The treatment influences the initial nucleation, resulting in idiomorphic, scattered crystals that do not stick together or form matted structures — in contrast to the matted structures that continuously grow in untreated water. The crystals’ large volume relative to their surface area makes them sensitive to water currents; they are easily flushed out of the pipeline. Because no new scale layers are formed, the shear force of the water flow gradually will remove existing layers of scale. The ability to adjust power, frequency and coil configurations on site enables optimizing performance without downtime and pipe replacement.
The treatment requires flowing water to be effective. In addition, to ensure the best possible results, the coils should be located 39 ft from the equipment to be protected — and not installed immediately before or after a pump.
Payback on EWT normally is less than two years. In some cases, the return on investment can be as little as three months.
EWT has proven effective in treating rust problems in a variety of applications. Here are two examples:
River water used in a compressor cooling-water line. The pipe work was clogged with scale, resulting in a safety device automatically stopping the compressor when the temperature of cooling water exceeded 194°F. The main components of the scale were calcium carbonate and iron.
The river water, gathered in a water pond, passes through a strainer, cools the compressor, and then goes to a sump from which it is returned to the water pond by a circulation pump. It was difficult to pull up the screen of the strainer because 0.2 inch of rust adhered to the screen case. A Scalewatcher was installed on the discharge side of the pump. After about three weeks, red rust inside the screen case of the strainer disappeared and remaining rust had changed into a black color. Then it became easy to pull up the screen. In the compressor, the temperature of the cooling water did not surpass 176°F, making it possible to operate the compressor safely without interruption.

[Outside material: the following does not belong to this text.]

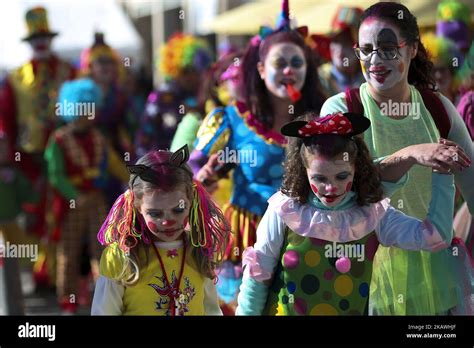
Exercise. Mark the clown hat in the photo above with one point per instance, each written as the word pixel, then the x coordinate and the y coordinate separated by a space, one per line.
pixel 37 24
pixel 453 22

Iron scale caused by chlorine at a power plant. Seawater was used in a pipeline supplying analyzing equipment. The line was clogged with micro-organisms and iron scale. The strainer had to be cleaned every week. A Scalewatcher was installed on the line between the water pump and the strainer to see if it could prevent corrosion by dissolved chlorine. After a month, the rust and hard scale inside the pipeline had softened. After a further three months, the red rust had changed to black rust, the strainer was not clogged and the microorganisms had disappeared.